Tuesday, September 6, 2016 | Practice Tips
Many technical issues in cello playing are caused by holding tension in our bodies.
Here are a few tips on observing and reducing tension (without making you more tense in the process!):
1. When you observe tension, notice it but don't get frustrated by it. Observe it neutrally. And don't be surprised if in the process of letting tension go, you discover more tension. We are all much tenser than we think we are. Be glad that you're noticing it (so many people don't notice their tension, which is what gets them into trouble) and also know than even just letting a little tension go will help your playing. It's not an all-or-nothing thing.
2. Observe your breathing. If your breath isn't flowing naturally, then you are holding tension and interfering with yourself. So, start to see if you can notice your breath when you play. To begin with, notice your breath immediately before you begin a piece or a scale, at a given midpoint, and at the end. If there are certain areas where you stop breathing, come back to them, working slowly and methodically. Avoid trying to control your breath, just observe it neutrally.
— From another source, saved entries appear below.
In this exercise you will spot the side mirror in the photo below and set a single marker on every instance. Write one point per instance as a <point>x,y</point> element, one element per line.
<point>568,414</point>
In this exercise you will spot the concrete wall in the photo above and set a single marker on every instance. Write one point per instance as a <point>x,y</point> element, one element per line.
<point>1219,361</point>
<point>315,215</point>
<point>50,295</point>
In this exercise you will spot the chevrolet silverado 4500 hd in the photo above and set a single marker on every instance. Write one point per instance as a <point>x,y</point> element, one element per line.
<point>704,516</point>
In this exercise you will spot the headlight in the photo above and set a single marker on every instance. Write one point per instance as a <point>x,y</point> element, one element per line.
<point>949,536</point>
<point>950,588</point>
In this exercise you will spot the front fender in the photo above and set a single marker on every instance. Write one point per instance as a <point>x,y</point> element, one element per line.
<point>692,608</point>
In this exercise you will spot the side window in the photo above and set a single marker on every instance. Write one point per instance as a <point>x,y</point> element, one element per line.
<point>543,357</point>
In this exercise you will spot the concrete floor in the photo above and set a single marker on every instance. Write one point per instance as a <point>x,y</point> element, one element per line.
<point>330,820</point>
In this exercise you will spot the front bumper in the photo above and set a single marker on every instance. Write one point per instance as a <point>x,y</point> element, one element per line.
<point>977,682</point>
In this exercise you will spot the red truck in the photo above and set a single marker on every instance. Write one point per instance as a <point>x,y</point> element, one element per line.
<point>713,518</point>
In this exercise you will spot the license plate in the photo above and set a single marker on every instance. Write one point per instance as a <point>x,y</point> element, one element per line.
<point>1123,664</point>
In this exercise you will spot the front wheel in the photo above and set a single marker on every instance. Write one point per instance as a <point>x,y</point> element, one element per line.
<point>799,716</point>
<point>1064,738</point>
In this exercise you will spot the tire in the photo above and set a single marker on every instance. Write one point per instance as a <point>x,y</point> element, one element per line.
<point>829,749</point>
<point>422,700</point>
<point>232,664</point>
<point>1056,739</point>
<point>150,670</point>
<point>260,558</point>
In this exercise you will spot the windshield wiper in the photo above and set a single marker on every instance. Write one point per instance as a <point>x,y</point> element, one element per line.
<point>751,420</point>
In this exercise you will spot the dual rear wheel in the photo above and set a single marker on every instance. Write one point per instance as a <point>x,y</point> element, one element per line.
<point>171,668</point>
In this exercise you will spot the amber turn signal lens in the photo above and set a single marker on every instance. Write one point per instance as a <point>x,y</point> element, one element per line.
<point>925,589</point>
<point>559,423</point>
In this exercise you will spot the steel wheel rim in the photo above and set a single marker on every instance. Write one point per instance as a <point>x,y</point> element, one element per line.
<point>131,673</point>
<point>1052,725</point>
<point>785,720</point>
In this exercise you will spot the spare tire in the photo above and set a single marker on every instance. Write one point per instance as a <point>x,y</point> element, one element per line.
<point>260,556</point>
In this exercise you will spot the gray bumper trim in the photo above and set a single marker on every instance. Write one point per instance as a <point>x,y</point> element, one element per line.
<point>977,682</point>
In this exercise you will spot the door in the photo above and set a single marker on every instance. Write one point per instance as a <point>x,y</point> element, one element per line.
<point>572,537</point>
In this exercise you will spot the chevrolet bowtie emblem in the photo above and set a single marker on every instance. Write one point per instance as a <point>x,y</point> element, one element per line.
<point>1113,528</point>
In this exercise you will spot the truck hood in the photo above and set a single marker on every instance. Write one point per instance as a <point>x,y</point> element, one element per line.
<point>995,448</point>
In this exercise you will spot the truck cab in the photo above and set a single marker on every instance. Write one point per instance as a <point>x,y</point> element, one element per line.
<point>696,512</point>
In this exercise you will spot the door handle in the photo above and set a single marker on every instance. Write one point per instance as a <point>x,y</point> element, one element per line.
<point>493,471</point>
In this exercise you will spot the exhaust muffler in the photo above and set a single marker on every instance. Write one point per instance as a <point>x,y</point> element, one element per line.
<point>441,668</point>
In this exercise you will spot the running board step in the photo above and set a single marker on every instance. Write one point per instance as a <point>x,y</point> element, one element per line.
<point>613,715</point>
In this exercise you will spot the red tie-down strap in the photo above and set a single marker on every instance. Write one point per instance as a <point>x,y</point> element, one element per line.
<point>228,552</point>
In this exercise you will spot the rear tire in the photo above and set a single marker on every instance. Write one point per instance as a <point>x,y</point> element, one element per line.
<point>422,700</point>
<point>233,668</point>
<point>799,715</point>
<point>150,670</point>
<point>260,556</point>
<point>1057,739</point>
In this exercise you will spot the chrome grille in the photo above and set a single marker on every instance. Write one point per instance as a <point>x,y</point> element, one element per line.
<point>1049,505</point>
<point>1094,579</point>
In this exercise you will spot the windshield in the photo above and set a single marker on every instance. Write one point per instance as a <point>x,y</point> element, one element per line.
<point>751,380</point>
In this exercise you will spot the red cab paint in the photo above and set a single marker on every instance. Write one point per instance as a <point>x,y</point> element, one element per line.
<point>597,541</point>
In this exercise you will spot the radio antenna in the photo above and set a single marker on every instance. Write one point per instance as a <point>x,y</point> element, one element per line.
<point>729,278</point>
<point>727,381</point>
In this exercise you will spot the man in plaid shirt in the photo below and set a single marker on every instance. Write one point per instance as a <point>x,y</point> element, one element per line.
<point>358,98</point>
3. Try doing a few gentle stretches or lying down on the floor (I like semi-supine position for this, but if you're a yoga person, the "corpse pose" is also good for this) for a minute or two before practicing, or in the middle of a practice session if you need a break. I don't recommend playing cello immediately after being on the phone or computer. Better to take even a minute to relax a little bit to help your body and mind transition into practice.